L’ammirazione si è tradotta in fatti con la vittoria della rivoluzione nel ’79. Come scrivono Alexandre Del Valle e Emmanuel Razavi nel loro libro Le Projet che illustra le strategie di infiltrazione dei Fratelli musulmani in Francia e nel resto del mondo, «la teoria di Qutb della “sovranità assoluta di Dio” (Hakimiyya) ha influenzato non solo la Confraternita fino ai nostri giorni, ma anche l’ideologia dell’ayatollah Khomeini. (…) I Fratelli musulmani hanno anche ispirato il Consiglio dei Guardiani, che ricalca lo schema organizzativo dei Fratelli egiziani. D’altra parte nella sua costituzione Khomeini istituì, come preconizzava al-Banna, un sistema politico che si appoggia su milizie paramilitari come i Guardiani della Rivoluzione».
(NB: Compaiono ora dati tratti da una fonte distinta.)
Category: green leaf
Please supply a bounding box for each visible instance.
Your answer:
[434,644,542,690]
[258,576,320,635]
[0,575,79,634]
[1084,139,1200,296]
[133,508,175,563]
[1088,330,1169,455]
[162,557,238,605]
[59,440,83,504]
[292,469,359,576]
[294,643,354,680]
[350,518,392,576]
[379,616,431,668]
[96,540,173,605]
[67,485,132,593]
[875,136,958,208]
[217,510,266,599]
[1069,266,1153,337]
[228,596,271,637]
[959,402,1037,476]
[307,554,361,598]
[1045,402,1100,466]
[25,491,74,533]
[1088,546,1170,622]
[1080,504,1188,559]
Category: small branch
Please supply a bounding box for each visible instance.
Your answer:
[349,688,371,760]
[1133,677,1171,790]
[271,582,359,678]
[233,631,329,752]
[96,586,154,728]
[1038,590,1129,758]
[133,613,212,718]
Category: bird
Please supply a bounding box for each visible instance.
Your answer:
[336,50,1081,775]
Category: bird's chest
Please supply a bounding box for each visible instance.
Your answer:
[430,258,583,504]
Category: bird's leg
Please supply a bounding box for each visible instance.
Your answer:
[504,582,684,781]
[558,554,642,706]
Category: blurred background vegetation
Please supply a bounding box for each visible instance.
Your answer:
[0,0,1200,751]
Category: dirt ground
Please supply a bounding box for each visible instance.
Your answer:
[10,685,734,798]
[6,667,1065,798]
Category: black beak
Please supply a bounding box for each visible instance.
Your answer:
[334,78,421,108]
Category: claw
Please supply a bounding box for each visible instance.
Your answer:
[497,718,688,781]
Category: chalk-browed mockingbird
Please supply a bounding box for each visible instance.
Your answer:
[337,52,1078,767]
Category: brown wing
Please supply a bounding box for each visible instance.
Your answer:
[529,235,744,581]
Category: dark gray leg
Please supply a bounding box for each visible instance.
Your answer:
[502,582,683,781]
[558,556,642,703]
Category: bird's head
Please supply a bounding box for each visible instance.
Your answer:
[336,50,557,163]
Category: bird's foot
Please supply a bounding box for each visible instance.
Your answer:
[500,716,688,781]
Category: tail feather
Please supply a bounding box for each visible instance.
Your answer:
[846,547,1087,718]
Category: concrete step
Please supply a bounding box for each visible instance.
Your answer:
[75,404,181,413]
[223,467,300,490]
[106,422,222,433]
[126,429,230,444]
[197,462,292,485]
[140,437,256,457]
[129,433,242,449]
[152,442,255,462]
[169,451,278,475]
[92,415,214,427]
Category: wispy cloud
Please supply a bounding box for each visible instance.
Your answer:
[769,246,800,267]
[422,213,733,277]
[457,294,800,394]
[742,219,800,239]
La massima prossimità fra Fratelli musulmani e Iran si è realizzata nella breve stagione della presidenza di Mohamed Morsi, che due mesi dopo essere stato eletto presidente dell’Egitto si recò in visita ufficiale a Tehran, mettendo fine a 33 anni di gelo diplomatico fra i due paesi. Alla fine del 2012 Qassem Soleimani visitò Il Cairo dove incontrò dirigenti dell’entourage di Morsi, mentre a Beirut il nuovo ambasciatore egiziano annunciava che sarebbero cambiati i rapporti fra il suo governo e il partito-milizia sciita Hezbollah, strettamente legato all’Iran. Il colpo di Stato militare del luglio 2013 che depose Morsi mise fine al paziente lavoro di tessitura di Soleimani, che lavorava a un’intesa iraniano-egiziana in funzione anti-israeliana.